Sunday, August 2, 2009

things I don't understand - Do people not know how to give change anymore?

So in the last couple of years, I've come to the realization that some people in the restaurant industry don't know how to give change.

There have been a number of occasions when I've been in a restaurant, and I'll get the bill, and I'll give them some amount of money that requires change. And if they owe me $5 in change, they're bring me a $5 bill, not five $1 bills. Each time that has occurred, I've happened to have a couple dollar bills in my wallet, so I could still leave the tip I wanted.

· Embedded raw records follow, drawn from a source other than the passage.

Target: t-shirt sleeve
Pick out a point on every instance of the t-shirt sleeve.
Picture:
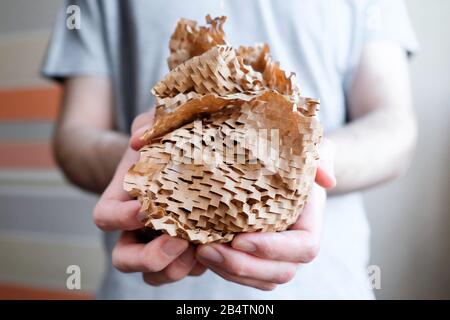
(388, 20)
(378, 20)
(76, 51)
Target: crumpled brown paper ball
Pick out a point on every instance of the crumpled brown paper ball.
(233, 147)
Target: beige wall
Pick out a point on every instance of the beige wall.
(410, 217)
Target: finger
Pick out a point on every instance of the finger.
(175, 271)
(262, 285)
(143, 120)
(311, 217)
(116, 210)
(241, 264)
(198, 270)
(325, 176)
(300, 244)
(131, 256)
(110, 215)
(296, 246)
(140, 125)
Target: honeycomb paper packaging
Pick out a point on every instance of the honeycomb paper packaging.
(234, 147)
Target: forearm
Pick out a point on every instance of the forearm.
(89, 156)
(373, 149)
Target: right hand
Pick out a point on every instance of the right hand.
(164, 259)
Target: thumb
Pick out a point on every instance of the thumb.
(140, 124)
(325, 176)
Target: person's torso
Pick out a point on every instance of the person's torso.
(311, 38)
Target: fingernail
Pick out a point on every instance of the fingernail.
(187, 258)
(211, 254)
(173, 247)
(142, 217)
(245, 245)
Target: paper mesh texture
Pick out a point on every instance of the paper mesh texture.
(233, 147)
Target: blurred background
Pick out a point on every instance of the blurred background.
(45, 224)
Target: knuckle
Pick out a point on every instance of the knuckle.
(148, 263)
(173, 274)
(266, 247)
(267, 287)
(148, 279)
(237, 269)
(116, 261)
(286, 276)
(97, 216)
(124, 219)
(311, 251)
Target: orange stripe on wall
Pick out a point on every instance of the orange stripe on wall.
(30, 103)
(26, 155)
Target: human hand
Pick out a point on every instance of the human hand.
(164, 259)
(265, 259)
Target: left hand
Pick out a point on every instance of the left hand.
(265, 259)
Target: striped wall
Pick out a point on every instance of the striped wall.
(45, 224)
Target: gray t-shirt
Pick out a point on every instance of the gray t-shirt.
(320, 40)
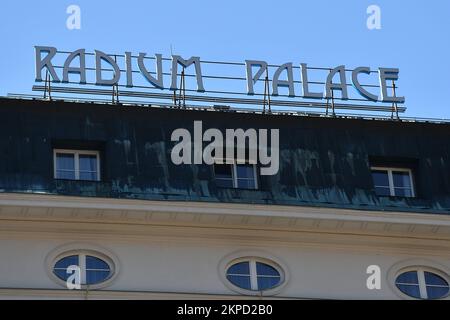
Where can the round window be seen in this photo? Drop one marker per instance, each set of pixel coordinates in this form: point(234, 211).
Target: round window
point(93, 269)
point(254, 275)
point(422, 284)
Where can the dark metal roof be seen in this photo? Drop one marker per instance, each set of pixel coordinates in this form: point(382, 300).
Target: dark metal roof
point(323, 161)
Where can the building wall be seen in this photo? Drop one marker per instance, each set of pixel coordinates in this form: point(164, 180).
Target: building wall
point(323, 161)
point(158, 257)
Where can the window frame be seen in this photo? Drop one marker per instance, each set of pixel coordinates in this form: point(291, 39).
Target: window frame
point(76, 153)
point(420, 270)
point(234, 163)
point(390, 171)
point(253, 274)
point(82, 254)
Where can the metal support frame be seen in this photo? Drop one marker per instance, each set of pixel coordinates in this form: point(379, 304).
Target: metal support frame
point(48, 89)
point(266, 93)
point(180, 99)
point(115, 89)
point(394, 104)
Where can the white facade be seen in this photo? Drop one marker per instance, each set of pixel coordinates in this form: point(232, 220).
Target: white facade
point(179, 250)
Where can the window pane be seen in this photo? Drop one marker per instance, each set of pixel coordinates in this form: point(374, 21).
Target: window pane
point(62, 174)
point(382, 191)
point(67, 261)
point(96, 263)
point(223, 170)
point(88, 175)
point(380, 178)
point(62, 274)
point(224, 183)
point(240, 281)
point(401, 179)
point(93, 277)
point(224, 178)
point(60, 268)
point(65, 161)
point(400, 192)
point(408, 277)
point(434, 279)
point(410, 290)
point(263, 269)
point(246, 184)
point(245, 171)
point(265, 283)
point(88, 162)
point(239, 268)
point(437, 292)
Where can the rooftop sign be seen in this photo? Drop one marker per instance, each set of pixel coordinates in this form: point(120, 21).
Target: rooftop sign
point(288, 81)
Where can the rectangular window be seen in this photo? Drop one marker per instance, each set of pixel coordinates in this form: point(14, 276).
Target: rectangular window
point(242, 176)
point(76, 164)
point(393, 181)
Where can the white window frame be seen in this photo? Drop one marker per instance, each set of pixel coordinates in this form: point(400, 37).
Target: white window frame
point(389, 171)
point(76, 154)
point(421, 280)
point(82, 265)
point(254, 274)
point(234, 165)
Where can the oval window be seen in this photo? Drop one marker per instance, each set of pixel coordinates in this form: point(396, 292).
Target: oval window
point(93, 269)
point(254, 275)
point(422, 284)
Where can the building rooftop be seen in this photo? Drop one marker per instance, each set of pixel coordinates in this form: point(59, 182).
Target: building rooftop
point(324, 161)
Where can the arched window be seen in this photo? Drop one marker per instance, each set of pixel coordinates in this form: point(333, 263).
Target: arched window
point(254, 274)
point(94, 268)
point(422, 283)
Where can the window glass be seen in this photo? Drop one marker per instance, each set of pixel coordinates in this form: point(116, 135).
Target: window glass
point(253, 275)
point(410, 283)
point(437, 287)
point(223, 175)
point(392, 182)
point(245, 175)
point(65, 166)
point(240, 268)
point(60, 268)
point(88, 167)
point(380, 178)
point(93, 269)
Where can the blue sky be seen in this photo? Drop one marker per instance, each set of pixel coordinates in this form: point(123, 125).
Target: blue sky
point(414, 37)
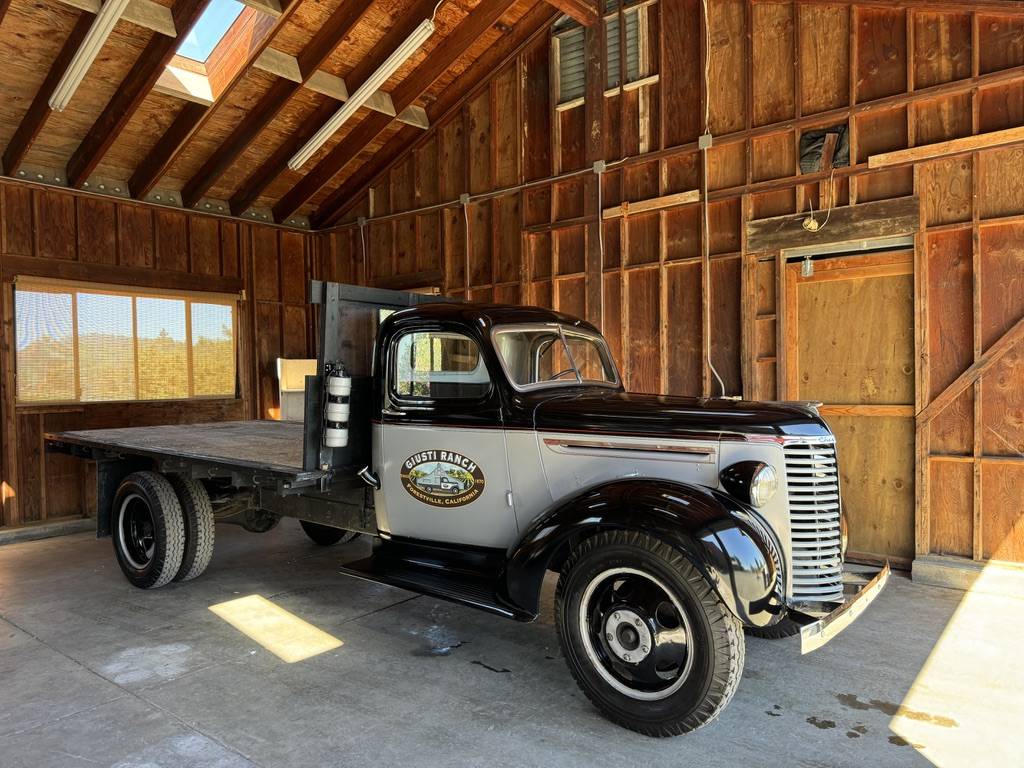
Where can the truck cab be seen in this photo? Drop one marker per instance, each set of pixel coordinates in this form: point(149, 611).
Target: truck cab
point(482, 448)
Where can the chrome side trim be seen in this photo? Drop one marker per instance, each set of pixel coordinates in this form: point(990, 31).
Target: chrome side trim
point(572, 445)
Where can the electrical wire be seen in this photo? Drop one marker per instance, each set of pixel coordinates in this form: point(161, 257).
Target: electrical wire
point(600, 244)
point(465, 216)
point(707, 67)
point(363, 241)
point(706, 215)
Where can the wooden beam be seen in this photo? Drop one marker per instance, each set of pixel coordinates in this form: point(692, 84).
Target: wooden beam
point(594, 122)
point(945, 148)
point(190, 121)
point(312, 56)
point(184, 84)
point(499, 55)
point(39, 110)
point(278, 162)
point(130, 93)
point(988, 358)
point(266, 6)
point(886, 218)
point(583, 11)
point(654, 204)
point(437, 61)
point(145, 13)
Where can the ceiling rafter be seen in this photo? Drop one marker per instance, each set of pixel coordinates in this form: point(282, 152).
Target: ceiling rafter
point(254, 184)
point(584, 11)
point(192, 120)
point(440, 58)
point(145, 13)
point(35, 118)
point(130, 93)
point(309, 60)
point(496, 57)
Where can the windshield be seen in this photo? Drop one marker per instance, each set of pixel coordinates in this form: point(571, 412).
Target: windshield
point(548, 354)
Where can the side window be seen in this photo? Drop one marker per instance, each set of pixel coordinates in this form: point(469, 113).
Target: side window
point(435, 365)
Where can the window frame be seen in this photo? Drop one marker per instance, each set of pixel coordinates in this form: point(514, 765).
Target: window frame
point(563, 331)
point(32, 284)
point(643, 65)
point(412, 399)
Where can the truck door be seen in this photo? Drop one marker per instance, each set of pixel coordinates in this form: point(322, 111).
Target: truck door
point(439, 445)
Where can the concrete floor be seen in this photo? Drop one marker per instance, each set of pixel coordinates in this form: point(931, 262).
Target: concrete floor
point(94, 672)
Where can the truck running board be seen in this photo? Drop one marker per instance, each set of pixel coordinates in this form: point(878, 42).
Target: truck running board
point(458, 586)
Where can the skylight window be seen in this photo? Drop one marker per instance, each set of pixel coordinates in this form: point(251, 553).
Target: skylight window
point(210, 29)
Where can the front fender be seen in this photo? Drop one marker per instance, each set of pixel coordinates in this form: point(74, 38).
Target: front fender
point(713, 530)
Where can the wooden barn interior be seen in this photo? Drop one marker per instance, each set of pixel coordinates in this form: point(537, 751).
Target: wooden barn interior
point(522, 157)
point(759, 200)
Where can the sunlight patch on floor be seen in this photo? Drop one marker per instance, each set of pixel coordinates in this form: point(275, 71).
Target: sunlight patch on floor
point(965, 707)
point(281, 632)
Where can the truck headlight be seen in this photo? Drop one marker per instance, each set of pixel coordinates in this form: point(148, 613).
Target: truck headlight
point(754, 482)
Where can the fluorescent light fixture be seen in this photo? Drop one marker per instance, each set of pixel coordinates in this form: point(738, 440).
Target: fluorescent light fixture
point(101, 27)
point(401, 54)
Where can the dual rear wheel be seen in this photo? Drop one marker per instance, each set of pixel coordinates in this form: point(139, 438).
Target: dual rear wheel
point(163, 528)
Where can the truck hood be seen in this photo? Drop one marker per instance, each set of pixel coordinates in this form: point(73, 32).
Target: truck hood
point(609, 412)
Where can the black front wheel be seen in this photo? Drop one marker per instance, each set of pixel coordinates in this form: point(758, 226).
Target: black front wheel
point(327, 536)
point(645, 637)
point(148, 529)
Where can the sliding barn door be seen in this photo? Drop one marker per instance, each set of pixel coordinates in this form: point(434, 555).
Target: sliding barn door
point(849, 342)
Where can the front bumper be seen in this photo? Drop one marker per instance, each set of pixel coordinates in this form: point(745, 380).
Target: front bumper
point(816, 633)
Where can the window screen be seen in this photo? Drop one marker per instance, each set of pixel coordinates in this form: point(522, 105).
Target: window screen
point(438, 366)
point(79, 343)
point(571, 67)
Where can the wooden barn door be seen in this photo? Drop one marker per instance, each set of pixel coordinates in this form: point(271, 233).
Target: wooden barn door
point(849, 342)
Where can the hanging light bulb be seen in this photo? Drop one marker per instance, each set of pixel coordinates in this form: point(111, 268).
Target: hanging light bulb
point(807, 268)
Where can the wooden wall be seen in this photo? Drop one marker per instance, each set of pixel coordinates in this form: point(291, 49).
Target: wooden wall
point(901, 76)
point(58, 233)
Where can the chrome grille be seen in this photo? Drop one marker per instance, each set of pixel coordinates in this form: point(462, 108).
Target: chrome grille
point(812, 480)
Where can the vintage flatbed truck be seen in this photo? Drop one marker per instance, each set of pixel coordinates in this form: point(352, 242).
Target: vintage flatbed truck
point(484, 445)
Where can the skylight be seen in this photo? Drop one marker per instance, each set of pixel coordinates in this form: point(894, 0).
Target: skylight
point(210, 29)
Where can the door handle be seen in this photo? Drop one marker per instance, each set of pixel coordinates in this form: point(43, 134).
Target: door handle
point(370, 477)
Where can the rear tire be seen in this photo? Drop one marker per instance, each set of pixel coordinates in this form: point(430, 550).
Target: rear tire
point(327, 536)
point(148, 529)
point(199, 522)
point(646, 638)
point(785, 628)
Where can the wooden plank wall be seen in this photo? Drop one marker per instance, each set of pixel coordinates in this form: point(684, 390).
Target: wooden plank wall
point(899, 76)
point(59, 233)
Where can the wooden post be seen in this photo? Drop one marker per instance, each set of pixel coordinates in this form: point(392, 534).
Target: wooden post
point(594, 55)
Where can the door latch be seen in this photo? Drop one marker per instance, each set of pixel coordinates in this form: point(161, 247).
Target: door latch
point(369, 477)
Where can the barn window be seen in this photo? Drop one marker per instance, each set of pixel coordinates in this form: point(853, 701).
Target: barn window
point(631, 66)
point(91, 343)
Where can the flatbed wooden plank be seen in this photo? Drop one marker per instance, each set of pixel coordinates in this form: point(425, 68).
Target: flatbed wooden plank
point(272, 446)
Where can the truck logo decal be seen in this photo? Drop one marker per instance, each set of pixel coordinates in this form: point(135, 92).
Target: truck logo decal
point(441, 478)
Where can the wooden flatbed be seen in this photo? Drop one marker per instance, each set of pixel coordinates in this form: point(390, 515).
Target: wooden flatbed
point(265, 448)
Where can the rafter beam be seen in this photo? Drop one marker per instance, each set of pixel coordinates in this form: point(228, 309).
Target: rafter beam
point(310, 58)
point(189, 121)
point(437, 61)
point(145, 13)
point(584, 11)
point(275, 164)
point(498, 56)
point(39, 110)
point(130, 93)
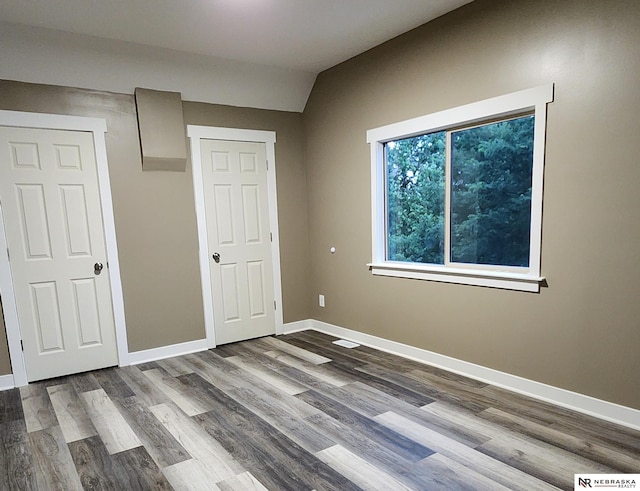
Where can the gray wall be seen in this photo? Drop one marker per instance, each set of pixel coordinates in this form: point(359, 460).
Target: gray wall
point(582, 332)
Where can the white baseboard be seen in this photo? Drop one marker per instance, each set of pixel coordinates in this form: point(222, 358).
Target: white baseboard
point(167, 351)
point(598, 408)
point(6, 382)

Recently, I paid a bill, and I was supposed to get $10 in change back. And the waiter brought me a $10 bill in change. Really? Seriously. No $5 bill and five $1 bills? Now, ok, I know, maybe there wasn't enough change in the register. But then, shouldn't that be accounted for as well, where there's a way for them to get additional small bills? In this case, I was planning to leave $2 as tip. I had a couple $20 bills on me, a $5 bill, one $1 bill, and my newly acquired $10 bill. That's it. I wasn't going to leave $5 as tip, so I just left the dollar as tip. It's less than I wanted to leave, but since the waiter didn't really do all that much for me, it didn't really bother me to leave just $1. I mean, I could have asked for change, but really, that was stupid. Doesn't EVERYONE know, and shouldn't EVERYONE in food service like that know, not to give back a single $10 bill as change, precisely because chances are the patron isn't going to leave a large bill as tip if they have nothing else, and it's more likely that they'll leave less if they don't have the right bills in their possession?

Now, I don't know why I know about the whole change thing. I've only worked food service once in my life, and it wasn't really a tip thing, so I just gave change at the register. Maybe it's just something I've heard. Maybe I heard that all wait being staff was taught to give change that way. I guess that doesn't happen anymore.

5 comments:

Tim Castro said...

I almost always pay my restaurant tab and tip by credit card, so I generally don't run into this. (And yes, I know the wait staff would prefer cash, but I try to save the cash in my wallet for small purchases or places that don't take credit cards.)

The few times where we specifically needed to break down large bills for tips (e.g., a large group from the office was going out for lunch), the only option was sending someone over to the cashier to break down all the "Yuppie Food Stamps" (i.e., $20 bills from the ATM).

Sherry said...

I'm going kinda on the same line as Tim. Although I prefer to tip in cash, I guess that the restaurant industry is getting so used to people paying their tip on their cards that they don't train their wait staff/cashiers to properly give out change for a tip. The smarter people should figure it out, though: if you want to ensure a proper tip when you are paid in cash, give the patron the proper bills. It irritates me when I have to ask for change for the big bill they just gave me. What? Did you think that THIS was your tip? You do think highly of yourself, don't you?

Cindy said...

I can see the point that the two of you are making, but the places where I've had this issue are places that aren't that expensive, so the tab is going to come to $10 - $15 per person at most. For that amount, I tend to not want to use a credit card. From the business I can see in the restaurant, most people pay in cash, not so much credit card, and they are small businesses. Maybe that's the problem? Because it's a small business, they don't actually train their staff, whereas a larger corporation might?

Or maybe they're not thinking of their tips? Or maybe because it's a small business, they're not thinking about having change on hand? I don't know, it just frustrates me when it happens.

Anonymous said...

We have had that happen to us a lot lately. My husband thinks it's the waiter(ess)'s way to force a larger tip. It's annoying to say the least and usually lends to a smaller tip.

Tim Castro said...

After kicking this around a little more, I'm thinking that the cashiers are trained to make change using the largest bills. The restaurants intentionally want to keep as many small bills as possible. After all, you can't give $4 in change if all you have is a till full of $5s and $10s.